Taking after his father, Schulze wanted to become an engineer. However, it didn’t quite tick all his boxes.
“I have always been fascinated with biology,” Schulze said. “I just distinctly remember being in eighth grade when we went out to the pond water behind my middle school and looked at the pond water with a microscope. Seeing all of the protozoa and stuff that are in the pond water was really cool to me, and that just kind of stuck with me.”
Schulze merged engineering and biology when he became one of the first four students to graduate from biomedical engineering in 2018.
Soon after going back for his Ph.D., Schulze founded the Molecular Pathogenesis and Therapeutics Graduate Student Organization (MPTGSO). It’s aimed at improving the MPT degree by facilitating student feedback to faculty.
“I think that’s the thing I’m most proud of that I’ve done here, just being president of [MPTGSO], founding that and really just trying to be a voice for the entire student body of the program to the faculty in an attempt to just make everybody’s lives better within the program,” Schulze said.
When not helping graduate students, Schulze is in the Lange lab studying viruses, the innate immune systems and what causes Toll-like receptors (TLRs) to activate. TLRs are a class of receptors that can recognize various structures and molecules to trigger an immune system response. The Lange lab focuses on nucleic acid detecting TLRs.
Schulze is using a piece of the poliovirus genome (PV-5) known to bind to these specific receptors to create an immune response to the virus. This allows him to see which receptors activate and why.
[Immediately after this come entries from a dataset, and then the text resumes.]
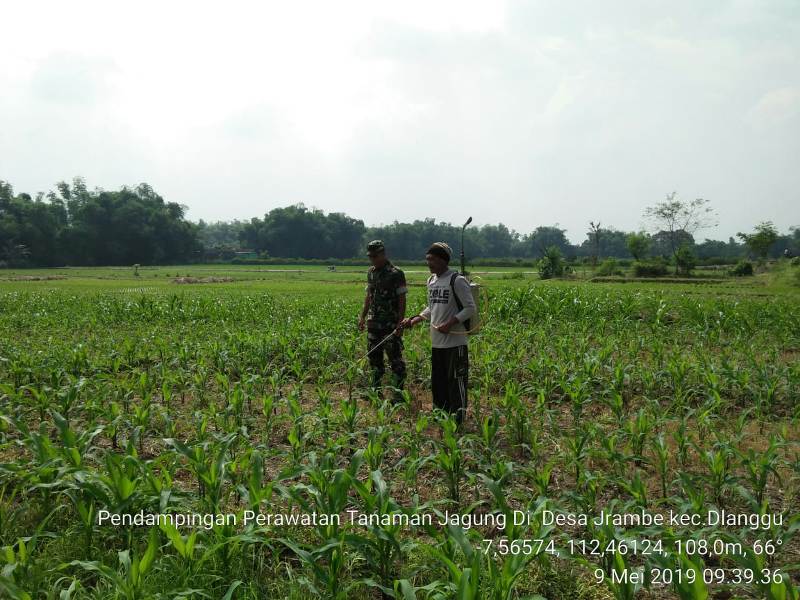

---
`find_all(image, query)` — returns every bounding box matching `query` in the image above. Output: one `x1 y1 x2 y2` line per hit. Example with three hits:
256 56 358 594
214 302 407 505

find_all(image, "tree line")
0 178 800 266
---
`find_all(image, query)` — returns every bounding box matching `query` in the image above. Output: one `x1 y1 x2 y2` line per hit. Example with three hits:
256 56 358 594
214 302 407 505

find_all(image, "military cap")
367 240 386 254
426 242 453 262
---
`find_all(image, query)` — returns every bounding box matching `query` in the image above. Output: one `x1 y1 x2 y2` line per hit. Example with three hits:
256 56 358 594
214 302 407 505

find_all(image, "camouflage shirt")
367 260 408 329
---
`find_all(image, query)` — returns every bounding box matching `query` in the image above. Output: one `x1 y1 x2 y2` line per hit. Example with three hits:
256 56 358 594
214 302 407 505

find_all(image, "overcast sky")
0 0 800 241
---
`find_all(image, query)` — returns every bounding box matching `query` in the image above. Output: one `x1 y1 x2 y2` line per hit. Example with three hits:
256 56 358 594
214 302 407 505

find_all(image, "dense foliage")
0 178 800 270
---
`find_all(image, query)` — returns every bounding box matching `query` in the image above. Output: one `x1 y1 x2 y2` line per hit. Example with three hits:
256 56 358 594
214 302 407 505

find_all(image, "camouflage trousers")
367 327 406 389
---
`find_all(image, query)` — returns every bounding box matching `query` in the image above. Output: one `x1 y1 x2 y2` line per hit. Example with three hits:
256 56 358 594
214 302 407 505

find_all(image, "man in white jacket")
402 242 475 425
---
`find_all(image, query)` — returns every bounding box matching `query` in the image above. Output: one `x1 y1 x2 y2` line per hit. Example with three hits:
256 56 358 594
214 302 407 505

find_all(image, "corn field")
0 280 800 600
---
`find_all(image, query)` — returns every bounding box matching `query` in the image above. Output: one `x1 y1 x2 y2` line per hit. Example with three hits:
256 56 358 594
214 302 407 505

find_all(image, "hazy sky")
0 0 800 241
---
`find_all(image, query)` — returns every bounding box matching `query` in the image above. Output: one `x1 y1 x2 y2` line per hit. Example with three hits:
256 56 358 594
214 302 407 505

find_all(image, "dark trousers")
431 345 469 425
367 328 406 390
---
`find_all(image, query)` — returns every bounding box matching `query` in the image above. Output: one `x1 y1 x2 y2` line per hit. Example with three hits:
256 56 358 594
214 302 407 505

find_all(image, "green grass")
0 265 800 599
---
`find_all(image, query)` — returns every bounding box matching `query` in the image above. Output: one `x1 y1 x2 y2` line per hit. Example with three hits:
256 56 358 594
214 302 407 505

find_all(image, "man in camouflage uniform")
358 240 408 398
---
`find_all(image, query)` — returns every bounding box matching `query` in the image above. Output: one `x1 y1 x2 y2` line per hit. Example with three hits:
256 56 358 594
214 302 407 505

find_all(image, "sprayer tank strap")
450 272 470 330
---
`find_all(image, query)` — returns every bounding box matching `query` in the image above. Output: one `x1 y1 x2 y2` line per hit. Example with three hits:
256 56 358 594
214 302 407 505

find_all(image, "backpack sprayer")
450 217 485 335
360 217 489 360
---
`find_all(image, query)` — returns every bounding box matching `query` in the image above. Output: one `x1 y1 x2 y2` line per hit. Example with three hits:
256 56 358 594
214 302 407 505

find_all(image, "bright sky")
0 0 800 241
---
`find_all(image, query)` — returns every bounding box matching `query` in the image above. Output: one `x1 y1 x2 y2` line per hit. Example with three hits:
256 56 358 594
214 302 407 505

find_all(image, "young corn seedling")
345 470 414 596
61 528 159 600
435 415 464 505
“We’re asking what specifically is in PV-5 that is activating the receptor,” Schulze said. “So as opposed to looking at the receptor from the amino acids and what amino acids are required for binding, we’re looking at the RNA, and what RNA structures and motifs are required for binding to TLR.”
The Lange lab is creating a library of RNA sequences based on the genetic information of PV-5 to find which receptors activate.
“In this pandemic-affected world, viruses are at the forefront of health right now, and it’s something that everybody’s thinking about, and we’re specifically looking at the host-virus interface, something that is not necessarily the best understood,” Schulze said. “But at the same time, if we can help to modulate the immune response to viruses, we can potentially have better…potential antiviral therapeutics.”
When Schulze joined Bond LSC in 2016 as part of the Marc Johnson lab, he still had to learn all basic bench skills. Johnson lab supervisor Terri Lyddon was the one who showed him the ropes.
“He was definitely a worthwhile undergraduate student to have in the lab,” Lyddon said. “He was dependable, and he liked the work and came in with a positive attitude every day.”
Lyddon remembers how Schulze was always the one to speak up in lab meetings and ask questions about anything from the lab equipment to why they used particular procedures.
“There are certain levels of enthusiasm and inquisitiveness that come with almost anybody that comes to the lab because you have to want to do this kind of work in the first place…but he brought it to the lab in a unique way,” Lyddon said. “He was curious, and while some others may be curious, they don’t go on to find out the answers to those questions.”
When Schulze’s time in the lab eventually ends, he hopes to move on to a biotechnology company he truly believes in. For now, he’ll be in the lab keeping his dad’s advice in the back of his mind.
“Frankly, I think [science] is a frustrating field to work in, but it is also one of the most rewarding fields for that reason because you’ve overcome so much to find what you found, to prove what you’ve proven,” Schulze said. “I think it’s really cool, but it does require a lot of persistence.”